The dataset contains 48 columns with various survey responses on topics like personality traits, smoking habits, income sufficiency, exercise habits, social media usage, stress levels, and employment status.

In [None]:
import pandas as pd

# Load the dataset
file_path = '2024_PersonalityTraits_SurveyData.xls'
data = pd.ExcelFile(file_path)
df = data.parse('Sheet1')

### Step 1: Rename Columns
In this step, we rename the columns to make them easier to reference. We:
- Strip unnecessary whitespace.
- Replace spaces with underscores.
- Remove special characters to ensure compatibility with coding conventions.


In [None]:
# Step 1: Rename columns for easier reference
df.columns = df.columns.str.strip().str.replace(' ', '_').str.replace('[^a-zA-Z0-9_]', '', regex=True)

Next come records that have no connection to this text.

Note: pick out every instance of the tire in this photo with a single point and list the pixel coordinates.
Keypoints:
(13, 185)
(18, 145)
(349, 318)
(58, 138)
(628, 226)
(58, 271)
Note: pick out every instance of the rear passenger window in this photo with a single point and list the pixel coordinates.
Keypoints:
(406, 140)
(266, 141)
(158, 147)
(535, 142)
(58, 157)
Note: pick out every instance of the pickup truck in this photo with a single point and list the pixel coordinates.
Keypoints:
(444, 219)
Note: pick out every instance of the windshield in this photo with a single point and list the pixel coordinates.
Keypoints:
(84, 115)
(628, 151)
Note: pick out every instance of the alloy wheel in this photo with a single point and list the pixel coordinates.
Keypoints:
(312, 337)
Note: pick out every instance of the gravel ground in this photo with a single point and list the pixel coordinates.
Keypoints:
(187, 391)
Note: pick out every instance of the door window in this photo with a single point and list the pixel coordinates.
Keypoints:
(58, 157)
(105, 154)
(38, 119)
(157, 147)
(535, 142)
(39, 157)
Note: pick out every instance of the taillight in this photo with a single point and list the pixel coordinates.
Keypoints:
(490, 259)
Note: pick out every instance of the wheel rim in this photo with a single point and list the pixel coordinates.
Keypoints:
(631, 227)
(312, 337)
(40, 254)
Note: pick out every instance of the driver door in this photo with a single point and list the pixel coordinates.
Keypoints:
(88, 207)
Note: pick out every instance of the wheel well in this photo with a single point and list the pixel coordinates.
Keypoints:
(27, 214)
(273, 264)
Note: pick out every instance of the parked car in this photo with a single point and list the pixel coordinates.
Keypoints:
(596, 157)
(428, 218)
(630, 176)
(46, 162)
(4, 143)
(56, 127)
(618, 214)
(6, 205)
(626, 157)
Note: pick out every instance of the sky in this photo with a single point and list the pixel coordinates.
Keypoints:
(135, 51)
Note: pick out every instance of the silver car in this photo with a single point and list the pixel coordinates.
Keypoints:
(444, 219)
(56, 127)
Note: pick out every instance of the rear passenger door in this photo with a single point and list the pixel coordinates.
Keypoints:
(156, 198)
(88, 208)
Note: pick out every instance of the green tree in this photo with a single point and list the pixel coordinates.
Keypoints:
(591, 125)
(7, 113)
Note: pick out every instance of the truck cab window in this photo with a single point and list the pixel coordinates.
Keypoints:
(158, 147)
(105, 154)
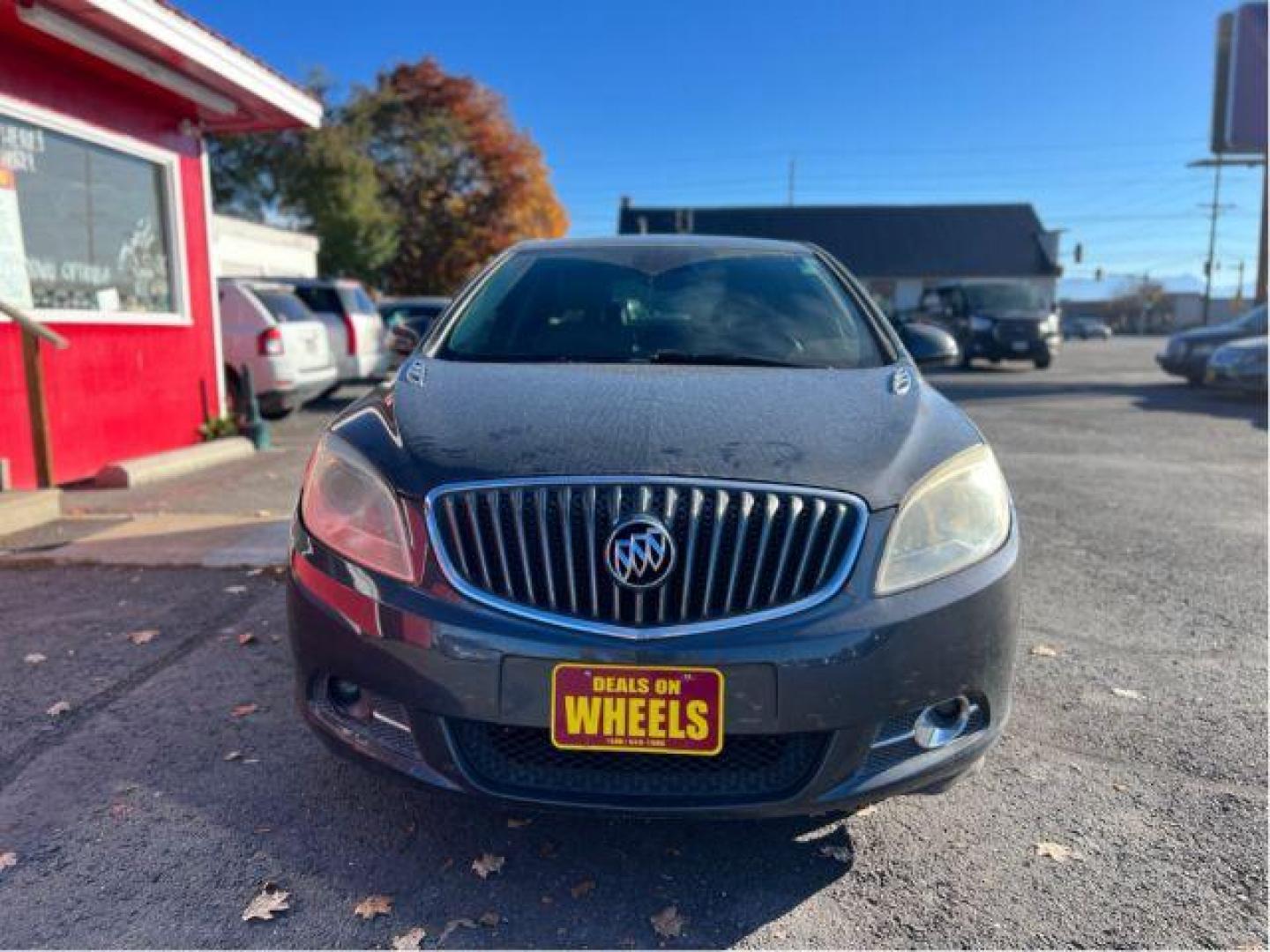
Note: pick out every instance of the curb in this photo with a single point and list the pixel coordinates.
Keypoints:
(25, 510)
(144, 470)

### Step 2: Identify and Handle Missing Values
We analyze the dataset for missing values:
- Display the count of missing values in each column.
- Drop columns with more than 50% missing data to retain meaningful information.


In [None]:
# Step 2: Identify and handle missing values
missing_values = df.isnull().sum().sort_values(ascending=False)

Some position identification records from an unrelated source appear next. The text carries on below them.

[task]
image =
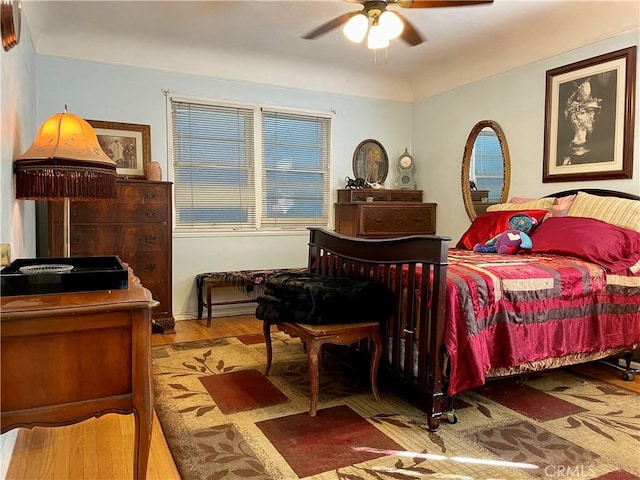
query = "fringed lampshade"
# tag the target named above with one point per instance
(65, 162)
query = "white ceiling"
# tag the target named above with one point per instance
(261, 41)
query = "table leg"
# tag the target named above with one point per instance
(375, 361)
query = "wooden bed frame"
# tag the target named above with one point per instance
(418, 373)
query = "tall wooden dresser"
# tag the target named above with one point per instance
(136, 226)
(378, 213)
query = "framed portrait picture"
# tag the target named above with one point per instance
(370, 161)
(127, 144)
(589, 119)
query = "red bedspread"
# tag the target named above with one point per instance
(505, 310)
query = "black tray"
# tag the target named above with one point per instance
(88, 274)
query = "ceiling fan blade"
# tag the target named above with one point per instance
(330, 25)
(439, 3)
(409, 34)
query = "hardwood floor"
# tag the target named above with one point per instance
(102, 448)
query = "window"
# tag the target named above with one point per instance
(487, 164)
(230, 175)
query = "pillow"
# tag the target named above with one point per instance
(562, 206)
(488, 225)
(622, 212)
(539, 204)
(616, 249)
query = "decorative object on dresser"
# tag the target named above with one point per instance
(406, 171)
(136, 227)
(370, 161)
(379, 213)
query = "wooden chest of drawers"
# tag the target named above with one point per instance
(136, 226)
(392, 213)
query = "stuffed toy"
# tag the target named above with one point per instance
(506, 243)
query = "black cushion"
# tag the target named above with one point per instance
(321, 300)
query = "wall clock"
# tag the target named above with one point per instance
(406, 171)
(10, 20)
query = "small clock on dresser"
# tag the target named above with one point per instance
(406, 171)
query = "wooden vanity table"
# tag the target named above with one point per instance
(67, 357)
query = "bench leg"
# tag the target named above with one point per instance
(314, 350)
(266, 330)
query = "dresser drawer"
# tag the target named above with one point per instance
(394, 219)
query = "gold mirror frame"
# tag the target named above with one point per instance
(466, 164)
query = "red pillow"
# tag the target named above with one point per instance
(614, 248)
(488, 225)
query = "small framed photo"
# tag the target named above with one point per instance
(589, 118)
(370, 161)
(127, 144)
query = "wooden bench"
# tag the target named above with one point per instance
(314, 336)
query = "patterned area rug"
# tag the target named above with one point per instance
(224, 419)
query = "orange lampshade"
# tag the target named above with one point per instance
(65, 161)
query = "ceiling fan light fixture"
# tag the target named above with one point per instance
(377, 37)
(391, 24)
(356, 28)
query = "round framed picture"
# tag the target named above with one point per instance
(370, 162)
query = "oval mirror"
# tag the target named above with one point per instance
(486, 168)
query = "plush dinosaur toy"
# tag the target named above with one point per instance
(506, 243)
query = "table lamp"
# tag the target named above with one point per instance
(65, 162)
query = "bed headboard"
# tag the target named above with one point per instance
(595, 191)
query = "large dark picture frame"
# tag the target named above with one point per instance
(370, 161)
(589, 119)
(131, 145)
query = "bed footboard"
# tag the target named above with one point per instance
(415, 269)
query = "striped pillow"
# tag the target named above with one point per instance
(622, 212)
(537, 204)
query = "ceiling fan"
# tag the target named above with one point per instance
(380, 22)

# Drop columns with excessive missing values (more than 50%)
threshold = 0.5 * len(df)
columns_to_drop = missing_values[missing_values > threshold].index
df_cleaned = df.drop(columns=columns_to_drop)


### Step 3: Remove Duplicate Rows
Duplicates in the dataset can lead to biased results. We remove any duplicate rows to ensure data integrity.


In [None]:
# Step 3: Check and handle duplicate rows
df_cleaned = df_cleaned.drop_duplicates()


### Step 4: Standardize Categorical Values
To make categorical data consistent, we:
- Convert all text in categorical columns to lowercase.
- This avoids issues caused by case sensitivity during analysis.


In [None]:
# Step 4: Standardize categorical values
categorical_cols = df_cleaned.select_dtypes(include=['object']).columns
df_cleaned[categorical_cols] = df_cleaned[categorical_cols].apply(lambda x: x.str.lower() if x.dtype == "object" else x)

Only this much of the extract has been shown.